Prof. Dr. Aksoy: “Deprem öncesi yapılması gereken çalışmalar önemli”

Haber: Büşra Erozan

Fırat Üniversitesi Mühendislik Fakültesi Jeoloji Mühendisliği Bölümü Öğretim Üyesi Prof. Dr. Ercan Aksoy, 24 Ocak’ta Elazığ’da meydana gelen 6,8 şiddetindeki deprem ile ilgili Fırat Haber’e açıklamalarda bulundu. Prof. Dr.

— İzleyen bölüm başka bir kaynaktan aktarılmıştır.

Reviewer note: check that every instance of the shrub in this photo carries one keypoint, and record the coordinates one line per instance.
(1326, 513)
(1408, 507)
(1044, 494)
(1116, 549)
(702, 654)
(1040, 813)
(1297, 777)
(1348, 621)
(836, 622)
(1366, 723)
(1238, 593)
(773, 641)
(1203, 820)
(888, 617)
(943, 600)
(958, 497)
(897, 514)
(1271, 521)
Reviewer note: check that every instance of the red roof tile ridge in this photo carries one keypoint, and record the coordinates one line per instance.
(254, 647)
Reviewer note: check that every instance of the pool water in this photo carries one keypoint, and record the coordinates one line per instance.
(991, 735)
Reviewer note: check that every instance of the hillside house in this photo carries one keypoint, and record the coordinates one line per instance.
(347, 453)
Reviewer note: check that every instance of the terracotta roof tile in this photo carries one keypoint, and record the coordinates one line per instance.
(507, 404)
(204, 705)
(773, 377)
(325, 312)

Ercan Aksoy, depreme karşı alınabilecek önlemler arasında, bilinçli bir toplum olmanın ve güvenli zeminler üzerinde yapı inşa etmenin önemli olduğunu belirtti.

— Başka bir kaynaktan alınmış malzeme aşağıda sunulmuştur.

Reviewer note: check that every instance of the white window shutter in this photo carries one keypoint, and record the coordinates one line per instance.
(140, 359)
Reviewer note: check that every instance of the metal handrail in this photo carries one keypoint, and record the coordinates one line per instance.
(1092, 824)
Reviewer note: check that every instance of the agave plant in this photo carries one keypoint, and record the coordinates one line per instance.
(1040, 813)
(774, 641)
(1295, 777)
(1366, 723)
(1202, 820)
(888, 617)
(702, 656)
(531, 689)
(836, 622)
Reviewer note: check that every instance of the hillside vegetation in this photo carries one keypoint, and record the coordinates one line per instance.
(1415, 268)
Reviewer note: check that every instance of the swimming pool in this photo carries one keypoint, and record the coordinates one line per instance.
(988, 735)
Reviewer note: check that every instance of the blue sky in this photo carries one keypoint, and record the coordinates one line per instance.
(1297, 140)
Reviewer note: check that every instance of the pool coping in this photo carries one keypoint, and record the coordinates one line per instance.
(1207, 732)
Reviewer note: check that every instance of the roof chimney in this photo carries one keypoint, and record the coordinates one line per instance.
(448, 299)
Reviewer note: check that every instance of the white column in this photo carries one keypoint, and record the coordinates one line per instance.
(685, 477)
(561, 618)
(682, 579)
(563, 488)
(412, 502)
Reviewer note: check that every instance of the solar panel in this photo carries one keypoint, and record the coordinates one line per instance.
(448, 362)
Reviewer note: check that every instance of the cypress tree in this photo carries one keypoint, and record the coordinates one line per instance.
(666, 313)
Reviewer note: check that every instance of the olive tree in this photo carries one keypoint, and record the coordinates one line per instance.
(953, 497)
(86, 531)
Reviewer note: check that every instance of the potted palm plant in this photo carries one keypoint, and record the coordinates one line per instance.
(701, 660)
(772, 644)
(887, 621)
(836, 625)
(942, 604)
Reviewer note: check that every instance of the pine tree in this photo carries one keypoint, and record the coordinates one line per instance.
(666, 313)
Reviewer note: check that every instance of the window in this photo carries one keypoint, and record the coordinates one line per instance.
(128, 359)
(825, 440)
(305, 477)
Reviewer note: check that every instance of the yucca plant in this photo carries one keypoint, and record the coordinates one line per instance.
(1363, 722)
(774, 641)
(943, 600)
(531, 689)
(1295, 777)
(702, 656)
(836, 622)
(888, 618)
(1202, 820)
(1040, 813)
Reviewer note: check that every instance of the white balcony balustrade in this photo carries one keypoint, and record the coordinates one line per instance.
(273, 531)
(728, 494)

Deprem anlık bir olay mıdır? Yoksa bir süreci var mıdır?

Deprem bir anda meydana gelir; fakat bu bir süreç sonucunda meydana gelir. Deprem bir enerji boşalması olayıdır. Fay üzerinde bir yerde biriken enerji, fayın herhangi bir yerinde kırılmaya sebep olup o zamana kadar biriken enerji açığa çıkıp deprem dalgaları şeklinde yayılır.  Zaten sarsıntıyı meydana getiren o zamana kadar biriken enerjinin yer kabuğunda ilerlemesidir. Yani deprem bir süreç içinde meydana geliyor. Bu süreç içinde meydana gelmesine sebep olan faktör de enerjinin birikmesidir. Çünkü kırılmanın meydana gelebilmesi için fay boyunca bir hareketin meydana gelmesi lazım. O zamana kadar biriken enerji artık fayın direncini aşacak ki bir noktada kırılma meydana gelsin. Buna biz depremlerin tekrarlanma aralıkları diyoruz. Yani bir deprem meydana geldiğinde yeniden aynı fay bölümünde deprem meydana gelebilmesi için tekrar enerjinin birikmesi lazım, bu da fayın özelliğine göre kısa veya uzun aralıklarla olabiliyor. Bahsettiğimiz enerjiyi anlamak için yerkürenin yapısını bilmek lazım. Yerkürenin en dış bölümünü oluşturan 70 kilometrelik bölümü litosfer (taş küre) olarak adlandırılır. Biz bu taş kürenin en üst bölümündeyiz. Bu bölüm kendi altındaki üst manto bölümünde (yumurtanın beyazı gibi düşünülebilir) yılda birkaç santimetre hızla hareket ediyor. Tek bir parça olarak değil. Litosfer parçalarına levha adı veriliyor. Bu levhalar birbirine göre hareket halindedir. Bu yerküre üzerinde levhalar birbirine doğru hareket ettikçe bazıları birbirini sıkıştırıyor bazıları birbirinden uzaklaşıyor. Bizim yaşadığımız bölgede Elazığ çevresinde hemen güneyimizde Bitlis Sütur zonu diye bir yer var. Sütur iki levhanın birbirine kenetlendiği yerdir. Bizim bulunduğumuz Anadolu levhası ile Ergani’de bulunan Arabistan levhası, Maden ilçesinin etrafındaki dağlar bu iki sütürun birleşmesi ile meydana gelen yükselmeler. Yani enerji tamamen yerkürenin en dış bölümündeki litosfer dediğimiz bölümün sabit olmayışından kaynaklanıyor. Dolayısıyla depremleri durdurmak, engellemek mümkün değil. Çünkü levhaların hareketi devam ediyor. Levha hareketleri değişebilir; fakat milyonlarca yıllık bir zaman diliminde değişir.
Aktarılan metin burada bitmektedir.